Again, make sure that all the details are nailed down in the written contract.
You’re in a strong bargaining position if:
- Your home is in good condition
- Your mortgage is up-to-date
- Your home is in a desirable location
- Your home has a fairly standard floorplan for your neighborhood
- Your home is not the highest priced home in your neighborhood
This is a deposit that the buyer gives when making an offer on a house. The money is usually deposited in a broker’s account and protected by Oklahoma law.
Accepting the Offer
You will have a binding contract you sign an acceptance just as it stands, unconditionally. The offer becomes a firm contract as soon as you the buyer is notified of acceptance. If the offer is rejected, that’s normally the end of negotiations.
If you like everything except the sale price, or the proposed closing date, or the basement pool table the buyer wants left with the property, you may submit a written counteroffer, with the changes you prefer. The buyer is then free to accept or reject it or to even make their own counteroffer. For example, “We accept the counteroffer with the higher price, except that we still insist on having the pool table.”
Each time either party makes any change in the terms, the other side is free to accept or reject it, or counter again. The document becomes a binding contract only when one party finally signs an unconditional acceptance of the other side’s proposal.
When you receive a purchase offer from a would-be buyer, remember that unless you accept it exactly as it stands, unconditionally, the buyer will be free to walk away. Any change you make in a counteroffer puts you at risk of losing that chance to sell.
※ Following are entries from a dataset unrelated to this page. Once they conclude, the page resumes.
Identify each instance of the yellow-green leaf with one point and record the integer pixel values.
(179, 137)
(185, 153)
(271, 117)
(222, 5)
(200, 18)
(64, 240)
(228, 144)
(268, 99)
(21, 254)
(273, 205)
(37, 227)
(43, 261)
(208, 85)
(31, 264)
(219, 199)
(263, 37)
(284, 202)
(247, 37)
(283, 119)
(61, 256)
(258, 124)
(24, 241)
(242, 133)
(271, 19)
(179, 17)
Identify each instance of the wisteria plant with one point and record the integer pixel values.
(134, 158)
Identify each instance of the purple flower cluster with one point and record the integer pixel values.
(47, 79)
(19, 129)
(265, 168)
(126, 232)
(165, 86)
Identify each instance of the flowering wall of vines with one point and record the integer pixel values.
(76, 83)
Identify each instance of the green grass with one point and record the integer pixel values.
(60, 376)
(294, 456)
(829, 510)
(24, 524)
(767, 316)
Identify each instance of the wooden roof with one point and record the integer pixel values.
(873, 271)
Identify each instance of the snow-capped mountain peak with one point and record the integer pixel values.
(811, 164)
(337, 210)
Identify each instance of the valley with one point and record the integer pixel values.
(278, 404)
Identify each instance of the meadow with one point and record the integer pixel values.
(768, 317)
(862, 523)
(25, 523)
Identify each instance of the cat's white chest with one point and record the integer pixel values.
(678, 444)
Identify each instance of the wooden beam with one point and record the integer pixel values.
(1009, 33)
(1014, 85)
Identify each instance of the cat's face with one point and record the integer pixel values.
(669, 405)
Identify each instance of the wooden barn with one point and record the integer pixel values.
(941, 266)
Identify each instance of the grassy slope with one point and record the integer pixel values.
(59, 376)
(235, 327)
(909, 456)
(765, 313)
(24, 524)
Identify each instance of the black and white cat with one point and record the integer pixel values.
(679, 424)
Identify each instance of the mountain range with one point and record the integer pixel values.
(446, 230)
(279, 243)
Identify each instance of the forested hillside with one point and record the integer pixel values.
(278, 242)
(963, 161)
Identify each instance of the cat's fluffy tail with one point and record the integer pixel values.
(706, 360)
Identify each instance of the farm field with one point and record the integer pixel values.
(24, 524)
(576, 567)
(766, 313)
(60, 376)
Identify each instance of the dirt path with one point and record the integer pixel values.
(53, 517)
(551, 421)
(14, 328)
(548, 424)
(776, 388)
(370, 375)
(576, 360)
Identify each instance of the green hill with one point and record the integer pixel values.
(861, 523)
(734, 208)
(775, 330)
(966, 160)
Who pays for what items is often determined by local custom. You can, however, arrive at any agreement you and the buyers want about who pays for:
- Termite inspection
- Buyer’s closing costs
- Points to the buyer’s lender
- Buyer’s broker
- Repairs required by the lender
- Home Protection Policy
You may feel some of these costs are none of your business, but many buyers — particularly first-timers — are short of cash. Helping them may be the best way to get your home sold.
Withdrawing an offer
Can the buyer take back an offer? In most cases the answer is yes, right up until the moment it is accepted, or even in some cases, if the buyer hasn’t yet been notified of acceptance.
Calculating your net proceeds
When an offer comes in, you can accept it exactly as it stands, refuse it (seldom a useful response), or make a counteroffer to the buyers with the changes you want. In evaluating a purchase offer, you should estimate the amount of cash you’ll walk away with when the transaction is complete. For example, when you’re presented with two offers at once, you may discover you’re better off accepting the one with the lower sale price if the other asks you to pay points to the buyer’s lending institution. I will provide you with a “net sheet” giving you a close estimate on the amount of money you will net for the sale. It will include the following costs:
- Payoff amount on present mortgage;
- Any other liens (equity loan, judgments);
- Broker’s commission;
- Legal costs of selling (attorney, escrow agent);
- Transfer taxes;
- Unpaid property taxes and water bills;
- If required by the contract: cost of survey, termite inspection, buyer’s closing costs, repairs, etc.
- Your present mortgage lender may maintain an escrow account into which you deposit money to be used for property tax bills and homeowner’s insurance premiums. In that case, remember that you will receive a refund of money left in that account, which will add to your proceeds.